Ponder has served as a member of the board of directors of
InterCloud Systems, Inc., and served as its Chief Operating
Officer from November 2012 to March 2015. Mr. Ponder has been the
President and Chief Executive Officer of Summit Broadband LLC, a
provider of consulting services to private equity and
institutional banking entities in the telecommunications, cable
and media/internet sectors, since August 2009. From January 2005
to August 2009, he was the President – Midwest/Kansas City
Division of Time Warner Cable. Mr. Ponder was a member of the
United Way Board of Trustees – Kansas City from January 2006 to
January 2011. Mr.

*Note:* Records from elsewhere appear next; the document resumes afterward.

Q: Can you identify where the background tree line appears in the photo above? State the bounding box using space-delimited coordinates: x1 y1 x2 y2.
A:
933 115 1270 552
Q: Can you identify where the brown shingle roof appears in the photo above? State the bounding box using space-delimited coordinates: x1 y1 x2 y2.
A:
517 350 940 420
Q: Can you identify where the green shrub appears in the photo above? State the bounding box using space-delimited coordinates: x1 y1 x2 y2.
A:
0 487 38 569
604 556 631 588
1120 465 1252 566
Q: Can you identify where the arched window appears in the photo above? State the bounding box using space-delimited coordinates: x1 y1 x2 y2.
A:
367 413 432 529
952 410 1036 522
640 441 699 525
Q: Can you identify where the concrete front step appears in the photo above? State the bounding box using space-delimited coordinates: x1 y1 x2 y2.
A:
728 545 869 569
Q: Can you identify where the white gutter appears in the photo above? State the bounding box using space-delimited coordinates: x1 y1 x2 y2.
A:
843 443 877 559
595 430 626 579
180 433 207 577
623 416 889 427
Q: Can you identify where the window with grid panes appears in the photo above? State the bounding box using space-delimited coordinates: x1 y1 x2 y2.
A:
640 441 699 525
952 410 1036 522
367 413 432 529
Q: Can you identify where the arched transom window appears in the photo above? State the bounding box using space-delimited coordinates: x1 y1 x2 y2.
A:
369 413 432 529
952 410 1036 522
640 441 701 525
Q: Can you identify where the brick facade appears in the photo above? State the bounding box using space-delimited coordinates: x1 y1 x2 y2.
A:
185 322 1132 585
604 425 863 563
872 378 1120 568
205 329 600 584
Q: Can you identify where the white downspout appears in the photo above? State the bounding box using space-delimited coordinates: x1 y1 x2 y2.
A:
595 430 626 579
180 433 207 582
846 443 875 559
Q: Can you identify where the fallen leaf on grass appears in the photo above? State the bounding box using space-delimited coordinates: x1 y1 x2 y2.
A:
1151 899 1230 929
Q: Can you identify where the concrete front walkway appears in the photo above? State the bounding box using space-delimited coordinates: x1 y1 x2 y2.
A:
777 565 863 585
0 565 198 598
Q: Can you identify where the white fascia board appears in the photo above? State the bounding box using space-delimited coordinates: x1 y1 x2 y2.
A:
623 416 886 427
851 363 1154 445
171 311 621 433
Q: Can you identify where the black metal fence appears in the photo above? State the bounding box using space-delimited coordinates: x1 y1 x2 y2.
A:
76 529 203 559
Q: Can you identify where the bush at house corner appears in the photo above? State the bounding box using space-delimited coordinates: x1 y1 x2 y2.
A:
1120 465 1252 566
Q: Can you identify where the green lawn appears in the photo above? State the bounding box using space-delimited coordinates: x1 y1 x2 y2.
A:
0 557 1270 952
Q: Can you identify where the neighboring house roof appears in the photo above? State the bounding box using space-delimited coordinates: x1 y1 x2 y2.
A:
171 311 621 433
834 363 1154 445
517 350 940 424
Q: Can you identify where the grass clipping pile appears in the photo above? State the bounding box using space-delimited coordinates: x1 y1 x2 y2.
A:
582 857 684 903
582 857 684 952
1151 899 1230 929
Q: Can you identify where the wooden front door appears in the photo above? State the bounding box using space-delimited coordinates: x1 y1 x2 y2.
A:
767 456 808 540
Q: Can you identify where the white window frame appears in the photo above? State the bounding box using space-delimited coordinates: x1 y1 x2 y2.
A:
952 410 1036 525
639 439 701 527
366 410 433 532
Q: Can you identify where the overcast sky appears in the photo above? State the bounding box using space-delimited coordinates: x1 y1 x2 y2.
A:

Ponder received his B.S. from Rollins College
in Business Administration and Economics. Mr. Ponder brings
extensive business development, strategic planning and
operational experience to the Company.

The Company entered into an employment agreement (the Ponder
Agreement) with Mr. Ponder, effective as of June 6, 2017. The
form of the Ponder Agreement was approved by the Board. A copy of
the Ponder Agreement is attached hereto as Exhibit 10.1 and is
incorporated herein by reference. The following is a brief
summary of the material terms of the Ponder Agreement.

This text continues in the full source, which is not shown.